On Sat, 8 Mar 2014, tian wrote:
> On 03/08/2014 08:41 AM, Michael Black wrote:
>>>
>> My great, great, great grandmother, born in 1798, went with my great,
>> great, great grandfather in 1813. He may have been the first European
>> she saw, it couldn't have happened that long after he first appeared.
>>
>> So I'm tending to think she was like Lummox, curious about these new
>> people and basically going so early that the move away from the pacific
>> northwest happened because she was already involved with him, that the
>> assimilation just happened, rather than was a deliberate act.
>>
>> The great, great, great, great grandparents in Scotland got mail from
>> the kids, my great, great, great, great grandparents in the pacific
>> northwest apparently never heard from them again after they moved to the
>> Red River Colony about 1825, and indeed are said to have not trusted
>> whites after that.
>>
>> At that time, the distance was good enough that it might as well have
>> been a distant solar system, indeed it's a surprise the ancestors in
>> Scotland got mail.
>>
> It's surprising you learned of the mail the ancestors in Scotland got.
That's one of the things I'm trying to interpret. Is the family "famous"
because of what it did (and there are some instances of that) or is it
because my great, great, great grandfather wrote some books about the
pacific northwest, and then became famous enough that letters were kept?

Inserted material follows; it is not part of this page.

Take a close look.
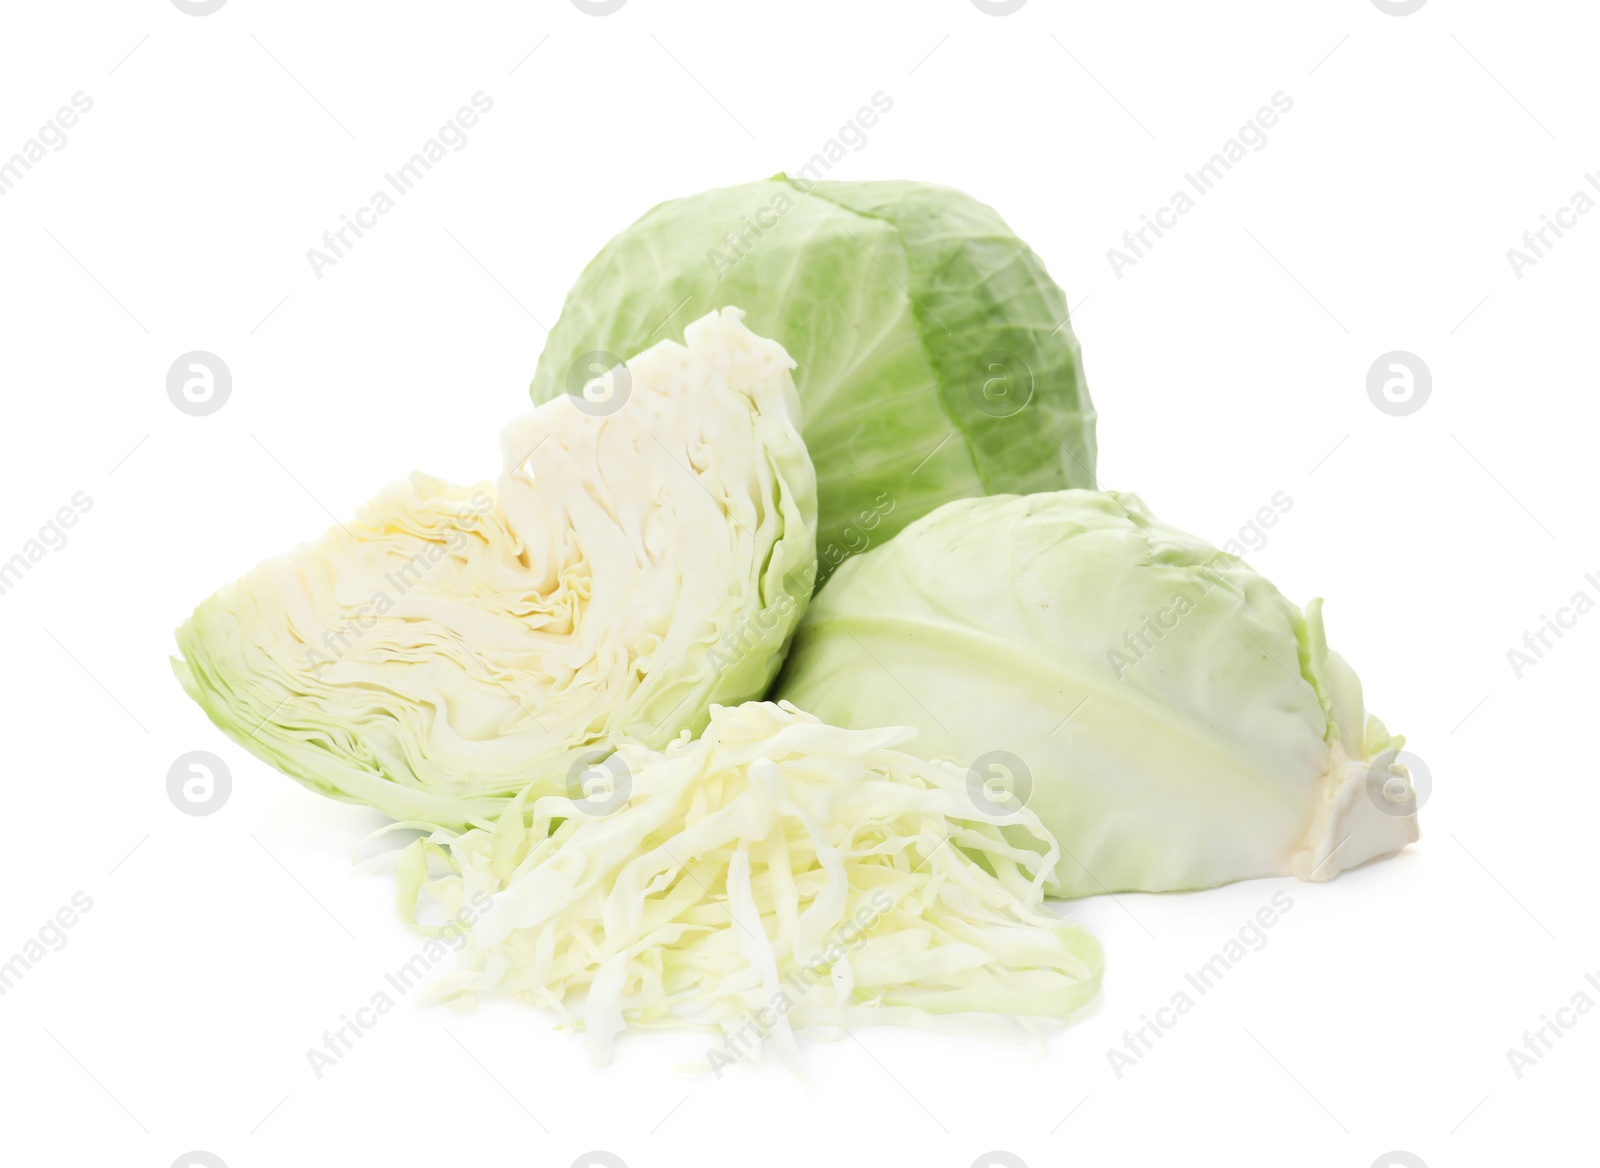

I know none of the history directly, someone on my mother's side was
interested in geneology and did the family tree about thirty years ago,
which I never actually looked at. Then a few years ago, I got curious,
and with a search, found the family tree online, and endless bits and
references to the family. The letters to Scotland were actually published
as a book decades back, and that's online via the Manitoba Historical
Society or something.
NOw that I know the history, I know to check certain books, and often one
of the books gets referenced. And I see references to the family in other
books, no names mentioned but I know it's a reference.
What's missing is my great, great, great grandmother's voice, what was she
thinking in 1813 when maybe the first European she saw showed up? What
made her go with him? She lived most of her life away from the pacific
northwest, nobody sharing the same language or culture. She outlived her
husband, and all but one of the children. She died only 75 years before I
was born, only 12 before my grandfather was born.